Of course people expected an answer, and I needed to find a way to describe what my plans for the immediate future were. First I called it a gap year, but some people misunderstood that answer thinking I was taking a year off and would then return to work. Next I just told people I was going to take a year to figure out what I wanted to do. That sort of backfired on me because then I set some arbitrary deadline for myself, which invoked a level of anxiety that I did not need. It didn't matter if the answer came in a year, maybe it would come in six or eighteen months. All that really matters is working daily towards discovering the best options for me.
Zentangle pen and colored pencil drawing |
Leaving a safe job, a set of wonderful colleagues, and a socially acceptable career path might seem crazy to lots of people that I know. It was even a struggle for me. There were many days I would think that perhaps I had made a mistake only to have some incident happen at work and I would be remind - oh right that's why I put in my notice. For most of my life I have been risk adverse, and here I was taking a huge one. I am 100% certain that I have made the right decision.
It's taken a couple of months to feel at home in my new life. For a teacher summertime is a recovery period, and that's how I perceived it at first, but in reality summer vacation no longer exists for me. An ardent reader of self-help books, I turned to them for advice. I've created a new daily routine that sets me on my feet every day ready to tackle new challenges. I have come to believe that I am a maker. I want to live a creative life, and that's what I do. I spend several hours every morning in my newly created studio. In the afternoons, I divide my time between chores, gardening, and building my new business. AND GUESS WHAT??? I LOVE IT!!
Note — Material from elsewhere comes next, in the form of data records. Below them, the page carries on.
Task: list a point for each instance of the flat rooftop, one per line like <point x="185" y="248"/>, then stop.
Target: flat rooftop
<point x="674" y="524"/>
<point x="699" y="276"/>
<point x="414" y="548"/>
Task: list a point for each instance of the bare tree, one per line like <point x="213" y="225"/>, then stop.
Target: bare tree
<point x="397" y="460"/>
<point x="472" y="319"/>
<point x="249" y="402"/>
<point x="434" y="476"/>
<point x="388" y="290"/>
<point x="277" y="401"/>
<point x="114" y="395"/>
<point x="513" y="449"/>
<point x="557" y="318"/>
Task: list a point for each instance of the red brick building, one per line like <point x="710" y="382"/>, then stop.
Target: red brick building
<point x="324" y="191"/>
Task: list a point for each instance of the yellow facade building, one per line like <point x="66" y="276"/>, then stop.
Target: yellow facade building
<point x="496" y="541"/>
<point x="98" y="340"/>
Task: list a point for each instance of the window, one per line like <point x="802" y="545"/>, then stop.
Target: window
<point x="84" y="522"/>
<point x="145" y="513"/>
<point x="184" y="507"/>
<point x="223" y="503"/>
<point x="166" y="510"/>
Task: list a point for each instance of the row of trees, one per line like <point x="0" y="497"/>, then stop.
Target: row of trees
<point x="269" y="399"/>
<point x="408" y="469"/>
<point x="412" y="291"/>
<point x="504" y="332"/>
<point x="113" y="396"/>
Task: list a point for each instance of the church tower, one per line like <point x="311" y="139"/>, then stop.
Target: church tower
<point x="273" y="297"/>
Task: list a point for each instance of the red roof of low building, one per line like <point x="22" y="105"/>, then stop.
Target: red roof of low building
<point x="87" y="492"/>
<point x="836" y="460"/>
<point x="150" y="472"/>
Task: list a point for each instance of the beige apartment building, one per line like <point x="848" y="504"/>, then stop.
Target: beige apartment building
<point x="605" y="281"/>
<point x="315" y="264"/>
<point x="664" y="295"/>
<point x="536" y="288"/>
Colored pencil drawing - stages of seed germination |
It's not always easy this new life, but I don't wish to go back to where I was before. All I can say to you is this, if you feel like there is a huge hole or something missing in your life, take the time to figure out what it is. Meditate, talk to a counselor, pray, journal; just figure out what it is, and then make plans on how to satisfy that need. It may not be as drastic as quitting your job, but it could be as simple as planting a seed.